A City Divided Against Itself Cannot Stand



Over at The City Paper, Steven Hale has an interesting profile of Josh Stites, the Metro Councilmember who represents the area of town out by the airport. There's loads of good stuff in there and Hale himself already hyped the article, but I want to focus just on this part:

Over the course of knocking on 4,000 doors throughout his airport-area District 13, he said he was inspired by “hard-working people that really aren’t asking for anything” other than, “Just don’t make it harder on me than it already is.” It was then, he said, that he began to see a need for a voice that said “No.”


“I think Josh has very accurately assessed his community,” [Councilmember Emily Evans] said. “And they are physically located very far from a lot of the projects that are the benefit of these incentives. They know that if they even see that project in the next few months, that’ll be a fairly big surprise, and if they benefit from them, that’ll be nothing short of a miracle. And he knows that, so he’s representing his constituents.”
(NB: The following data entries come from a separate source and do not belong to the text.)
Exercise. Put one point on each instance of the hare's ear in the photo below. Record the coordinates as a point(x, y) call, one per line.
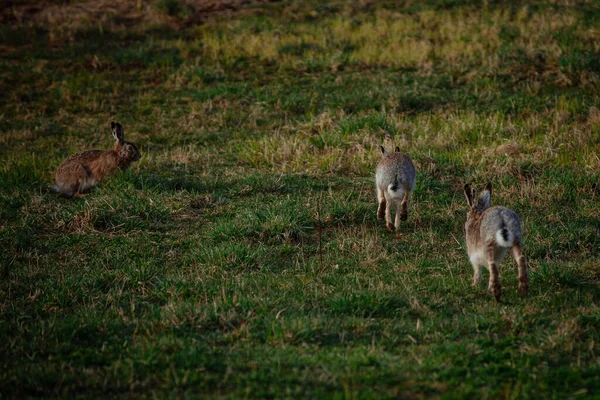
point(485, 197)
point(469, 195)
point(117, 130)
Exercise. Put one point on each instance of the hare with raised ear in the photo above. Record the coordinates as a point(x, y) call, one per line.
point(395, 178)
point(490, 232)
point(84, 170)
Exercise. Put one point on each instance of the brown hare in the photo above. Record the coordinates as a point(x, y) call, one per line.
point(84, 170)
point(490, 232)
point(395, 178)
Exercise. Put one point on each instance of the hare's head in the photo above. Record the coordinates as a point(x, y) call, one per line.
point(385, 153)
point(482, 204)
point(126, 151)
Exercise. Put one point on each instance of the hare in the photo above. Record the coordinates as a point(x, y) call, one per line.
point(395, 179)
point(84, 170)
point(490, 232)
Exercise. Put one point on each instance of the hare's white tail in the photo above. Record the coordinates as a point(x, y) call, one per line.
point(396, 190)
point(505, 237)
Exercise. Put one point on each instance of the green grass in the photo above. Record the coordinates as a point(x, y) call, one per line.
point(241, 256)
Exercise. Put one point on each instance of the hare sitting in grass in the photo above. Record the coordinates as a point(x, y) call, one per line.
point(490, 232)
point(84, 170)
point(395, 178)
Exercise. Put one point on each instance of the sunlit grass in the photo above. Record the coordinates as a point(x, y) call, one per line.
point(241, 256)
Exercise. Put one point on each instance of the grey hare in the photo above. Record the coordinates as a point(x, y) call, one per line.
point(395, 177)
point(84, 170)
point(490, 232)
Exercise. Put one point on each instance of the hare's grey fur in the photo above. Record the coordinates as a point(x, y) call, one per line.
point(395, 178)
point(84, 170)
point(490, 232)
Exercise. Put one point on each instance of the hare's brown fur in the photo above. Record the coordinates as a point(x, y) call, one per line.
point(395, 177)
point(86, 169)
point(490, 232)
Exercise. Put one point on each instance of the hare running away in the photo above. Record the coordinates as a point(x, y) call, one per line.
point(84, 170)
point(490, 232)
point(395, 177)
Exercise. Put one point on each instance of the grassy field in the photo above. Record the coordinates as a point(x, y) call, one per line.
point(241, 257)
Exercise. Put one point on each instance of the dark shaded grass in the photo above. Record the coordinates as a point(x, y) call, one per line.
point(220, 275)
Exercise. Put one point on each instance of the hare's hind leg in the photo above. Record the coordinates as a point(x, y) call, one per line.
point(494, 282)
point(388, 212)
point(381, 201)
point(476, 274)
point(522, 265)
point(404, 206)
If this sounds familiar, it's because it fits in with Hale's recent Scene story about North Nashville, which touched on the fact that "in five of Metro's 40 council districts — 17, 5, 2, 21 and 19 — the unemployment rate is above 13 percent. That's more than five points higher than the city as a whole."
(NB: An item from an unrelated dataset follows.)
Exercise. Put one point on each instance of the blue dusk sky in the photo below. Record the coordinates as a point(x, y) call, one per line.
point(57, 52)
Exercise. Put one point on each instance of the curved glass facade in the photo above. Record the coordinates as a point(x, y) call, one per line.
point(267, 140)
It's going to be incredibly unfortunate if we have some parts of town that flourish and are supported in their flourishing by ambitious programs and mayoral support and other parts of town that don't see the benefits of that flourishing and don't feel supported by the mayor's office. That's just the truth.

However, if the divide between "cool Nashville" and "ignored Nashville" falls along our same old racial and class fault lines, that's going to be worse than unfortunate — it'll threaten all the good stuff we've got going on. See, the thing is that most of us here, we didn't do those bad things. It's not Mayor Dean's fault that North Nashville is impoverished, for instance. The roots of that go back before he was born. But that doesn't change the fact that we have this past that leaves us with some scars, some sore joints that won't bear the load of injustice anymore and hold up. And that is the mayor's responsibility to deal with.

I'm sure cutting ribbon on the MCC or boasting about high-speed buses down West End is more fun than dealing with moldy schools or pockets of high unemployment or parks with unmowed grass or whatever other crap has been let slide so that outsiders see us at our best — and our best is pretty spectacular. But the Mayor of Nashville is the mayor of all of Nashville, not just the fun parts.

If Dean doesn't start finding a way to reassure the city that he understands that, his legacy will be not of the man who thrust Nashville into the limelight, but of a man who presided over a city as fake as Rock Ridge, all a facade designed to fool outsiders that had little to do with the actual citizens.